In the film's elliptical, time-jangled first 40 minutes, Asano imagines a few other deaths for himself, crosses the path of two bickering sisters, and gets involved in the shooting of two visiting Yakuza. In the film's more placid midsection, Asano and one of the sisters (Sinitta Boonyasak) hole up in a cottage near the water, where her disgusting inattention to housekeeping drives the naturally reticent Asano into near-catatonia. Then things get crazy again, as crime and romance converge, and Japanese cult director Takashi Miike shows up as the ringleader of a trio of clumsy hit men.

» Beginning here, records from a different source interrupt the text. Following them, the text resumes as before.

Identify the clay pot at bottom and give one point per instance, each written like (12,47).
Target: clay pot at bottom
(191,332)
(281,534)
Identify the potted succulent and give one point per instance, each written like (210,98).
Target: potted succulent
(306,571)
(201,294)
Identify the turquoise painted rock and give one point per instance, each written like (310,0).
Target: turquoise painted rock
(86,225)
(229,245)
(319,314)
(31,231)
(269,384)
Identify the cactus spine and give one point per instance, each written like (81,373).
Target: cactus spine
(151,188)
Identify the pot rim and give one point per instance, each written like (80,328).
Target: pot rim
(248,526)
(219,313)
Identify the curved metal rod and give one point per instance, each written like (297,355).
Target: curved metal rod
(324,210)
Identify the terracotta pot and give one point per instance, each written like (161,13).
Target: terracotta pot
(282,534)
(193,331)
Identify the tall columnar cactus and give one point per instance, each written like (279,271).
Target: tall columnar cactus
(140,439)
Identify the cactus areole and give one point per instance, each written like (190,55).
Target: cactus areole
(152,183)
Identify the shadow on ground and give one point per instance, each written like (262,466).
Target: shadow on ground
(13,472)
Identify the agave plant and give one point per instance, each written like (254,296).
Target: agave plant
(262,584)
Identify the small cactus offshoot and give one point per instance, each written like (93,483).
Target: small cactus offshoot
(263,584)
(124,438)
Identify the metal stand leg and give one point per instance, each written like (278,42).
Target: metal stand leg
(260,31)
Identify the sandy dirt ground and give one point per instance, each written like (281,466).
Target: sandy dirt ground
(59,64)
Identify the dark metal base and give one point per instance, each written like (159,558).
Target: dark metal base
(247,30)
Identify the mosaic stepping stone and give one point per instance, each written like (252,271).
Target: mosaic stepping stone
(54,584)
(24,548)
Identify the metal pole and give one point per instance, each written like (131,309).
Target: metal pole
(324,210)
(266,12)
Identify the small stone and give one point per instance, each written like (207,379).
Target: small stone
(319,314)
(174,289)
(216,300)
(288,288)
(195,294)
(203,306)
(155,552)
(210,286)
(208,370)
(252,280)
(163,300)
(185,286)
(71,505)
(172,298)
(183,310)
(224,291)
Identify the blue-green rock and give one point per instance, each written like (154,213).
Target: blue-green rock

Director Pen-Ek Ratanaruang collaborated on Last Life with Thai novelist Prabda Yoon, as well as Wong Kar-Wai's cinematographer/partner Christopher Doyle, who has a way of lighting people and rooms to look like singed glass, or one of Monet's foggier paintings. Together, they make the real so vivid that it becomes surreal. They linger on reflections in a rain-streaked window, the eerie beauty of a brackish aquarium, and the way wallpaper patterns, rusty cars, and bloody knives all resemble a lizard's skin. In Last Life's tour-de-force centerpiece, the filmmakers have Boonyasak's bungalow clean itself, in a seamlessly magical special-effects sequence that encapsulates the movie's dopey haze.
That pitch, halfway between spare naturalism and sheer fantasy, is Last Life In The Universe's selling point and stumbling block. It's hard to know what's really happening in the movie versus what's merely running through the characters' heads, and the poignant final shot muddies the picture even more, raising the question of just when (or if) the story jumps from real to imaginary. But Pen-Ek's drifting style is perfect for showing how loneliness can have an almost mythical power, as stricken souls move from talking to themselves to imagining every minute gesture as something intensely dramatic.